Le National Research Council (NRC) américain a publié Mardi 13 avril,un rapport sur les impacts environnementaux, économiques et sociaux de l’utilisation de semences génétiquement modifiées.
Pour réaliser cette étude, les chercheurs du NRC n’ont pris en compte que des articles parus dans les revues spécialisées à comité de lecture.

L'objectif de l'étude était d'établir les avantages et les inconvénients de l'usage des céréales et légumineuses génétiquement modifiées pour les agriculteurs américains.

Les premiers semis d’OGM ont été réalisés en 1996 aux Etats-Unis.
Actuellement, 80% des surfaces de soja, de maïs et de coton sont plantées d’OGM aux USA.

Sur le plan environnemental, en première approche, le bilan est positif : l'usage de pesticides persistants diminue grâce à l'utilisation des céréales OGM. Pour le soja, l’utilisation des herbicides a diminué de 80% en 14 ans. Pour le coton et le maïs, la baisse atteint 50% sur la même période.

Mais les effets négatifs des cultures OGM sont bel et bien là, indique le rapport.

A cause de l’utilisation systématique du Roundup sur les cultures d’OGM développées pour résister à cet herbicide commercialisé par Monsanto , pas moins de 9 espèces de «mauvaises herbes» ont déjà développé des résistances au Roundup.
Dans le reste du monde, 7 espèces végétales ont de même développé une résistance.

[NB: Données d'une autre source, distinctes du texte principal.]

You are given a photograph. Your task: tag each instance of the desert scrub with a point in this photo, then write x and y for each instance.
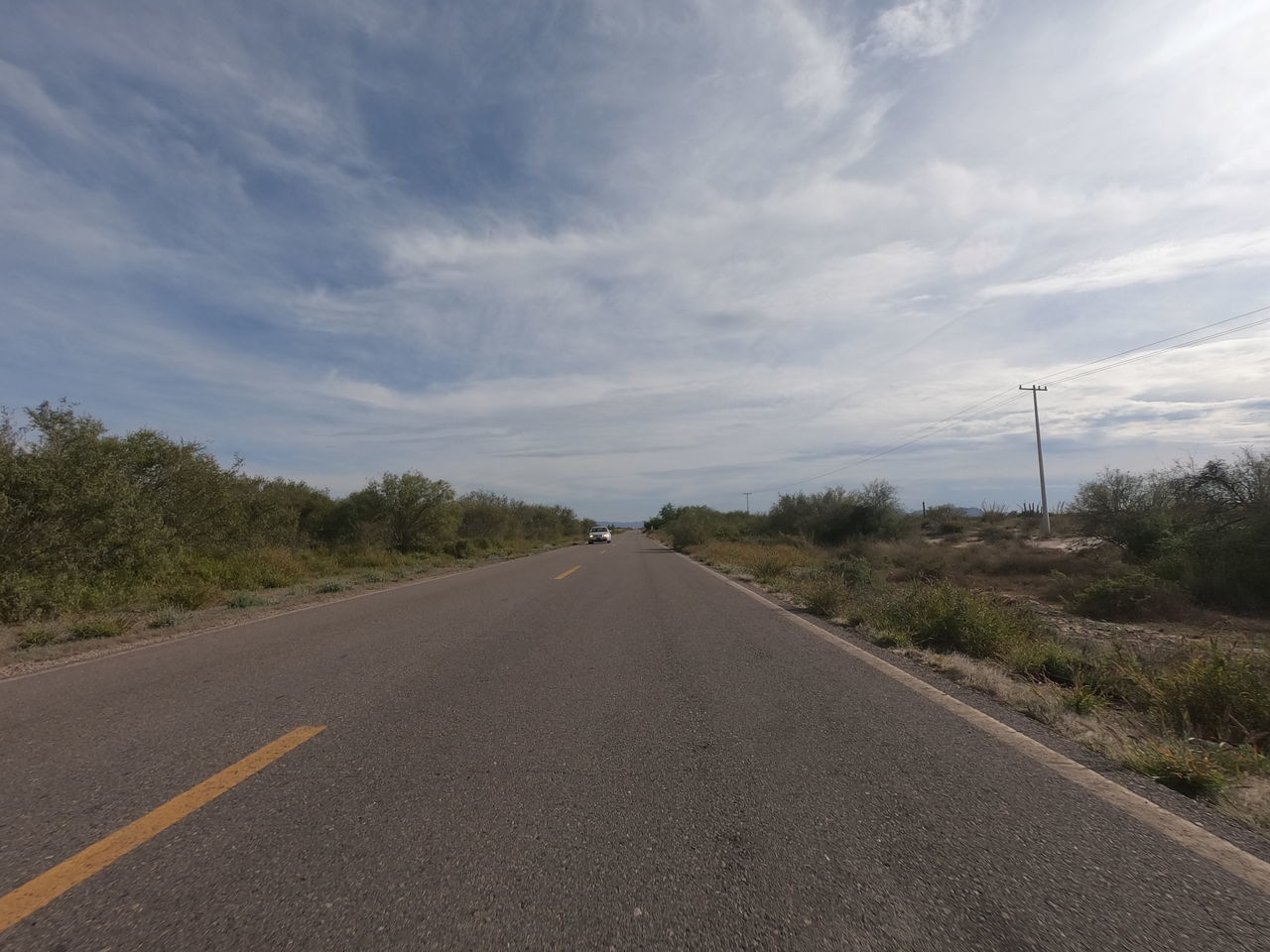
(36, 638)
(1046, 657)
(190, 594)
(1179, 766)
(944, 617)
(166, 619)
(1218, 694)
(96, 629)
(1133, 597)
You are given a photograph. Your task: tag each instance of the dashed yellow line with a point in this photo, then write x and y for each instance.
(49, 887)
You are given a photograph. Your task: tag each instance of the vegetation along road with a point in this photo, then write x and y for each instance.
(588, 748)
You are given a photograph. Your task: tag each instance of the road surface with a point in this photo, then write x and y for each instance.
(630, 756)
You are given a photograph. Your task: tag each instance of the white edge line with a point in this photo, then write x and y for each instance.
(72, 661)
(1250, 869)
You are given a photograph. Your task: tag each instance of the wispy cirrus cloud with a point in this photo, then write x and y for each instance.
(735, 241)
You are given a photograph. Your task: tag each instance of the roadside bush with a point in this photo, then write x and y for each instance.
(945, 520)
(36, 638)
(96, 629)
(834, 516)
(166, 619)
(824, 594)
(1132, 597)
(853, 571)
(1219, 696)
(945, 617)
(1048, 658)
(190, 594)
(1180, 767)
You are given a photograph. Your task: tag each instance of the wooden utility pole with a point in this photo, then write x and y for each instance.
(1040, 461)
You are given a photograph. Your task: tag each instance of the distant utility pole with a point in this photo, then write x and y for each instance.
(1040, 461)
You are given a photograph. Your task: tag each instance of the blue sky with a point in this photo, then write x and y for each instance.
(615, 254)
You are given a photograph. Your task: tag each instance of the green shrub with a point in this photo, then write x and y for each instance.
(945, 520)
(1047, 658)
(994, 535)
(166, 619)
(1180, 767)
(824, 594)
(96, 629)
(945, 617)
(190, 594)
(1218, 694)
(36, 638)
(1082, 701)
(851, 570)
(1132, 597)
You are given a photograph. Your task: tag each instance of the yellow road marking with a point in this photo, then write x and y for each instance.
(49, 887)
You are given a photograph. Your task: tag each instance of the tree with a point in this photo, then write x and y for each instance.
(416, 512)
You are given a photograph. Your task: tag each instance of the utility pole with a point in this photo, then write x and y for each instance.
(1040, 462)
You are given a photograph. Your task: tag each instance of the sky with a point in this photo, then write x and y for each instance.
(612, 254)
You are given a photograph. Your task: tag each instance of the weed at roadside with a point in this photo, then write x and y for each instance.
(167, 619)
(36, 638)
(1179, 766)
(96, 629)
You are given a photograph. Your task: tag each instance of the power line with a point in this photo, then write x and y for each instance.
(1153, 343)
(1006, 397)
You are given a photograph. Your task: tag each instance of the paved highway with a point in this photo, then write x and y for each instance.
(633, 756)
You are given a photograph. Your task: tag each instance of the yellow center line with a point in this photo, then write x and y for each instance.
(49, 887)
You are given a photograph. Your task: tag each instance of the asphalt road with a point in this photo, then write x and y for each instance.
(633, 757)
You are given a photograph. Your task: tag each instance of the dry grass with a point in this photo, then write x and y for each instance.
(1139, 708)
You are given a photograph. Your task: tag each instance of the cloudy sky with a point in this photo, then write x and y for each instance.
(613, 254)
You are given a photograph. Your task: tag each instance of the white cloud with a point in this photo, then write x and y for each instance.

Cet effet indésirable réduit les rendements, les récoltes sont moins abondantes que prévu et les cultivateurs doivent utiliser d’autres herbicides, souvent très toxiques, en complément du Roundup.

Autre conséquence : l’emploi de multiples pesticides accroît la destruction d’insectes utiles, comme les abeilles ou les coccinelles.

Par contre le rapport insiste sur le fait que peu de croisements entre cultures OGM et espèces sauvages ont été observés. Cela peut s'expliquer par le fait qu'il il y a peu de d'espèces proches des variétés de céréales OGM et que l'étendue des vastes espaces américains réduit la coexistences des cultures OGM et non OGM et du même coup les risques de contamination.

Sur le plan social, le NRC pense que les inégalités entre agriculteur sont accrues car les semences OGM étant plus onéreuses que les semences classiques, elles restent hors de portée des paysans modestes.

Pour plus d’information

Lire le résumé du rapport en anglais : http://dels.nas.edu/dels/rpt_briefs/genetically_engineered_crops_report_brief_final.pdf

Ou plus bref encore la présentation (en anglais aussi) : http://www.nationalacademies.org/includes/pres040510c.ppt

Mon avis

On ne pourra pas dire qu'il s'agit là d'arguments issus des groupes opposés aux OGM.
L'impact environnemental est clairement établi.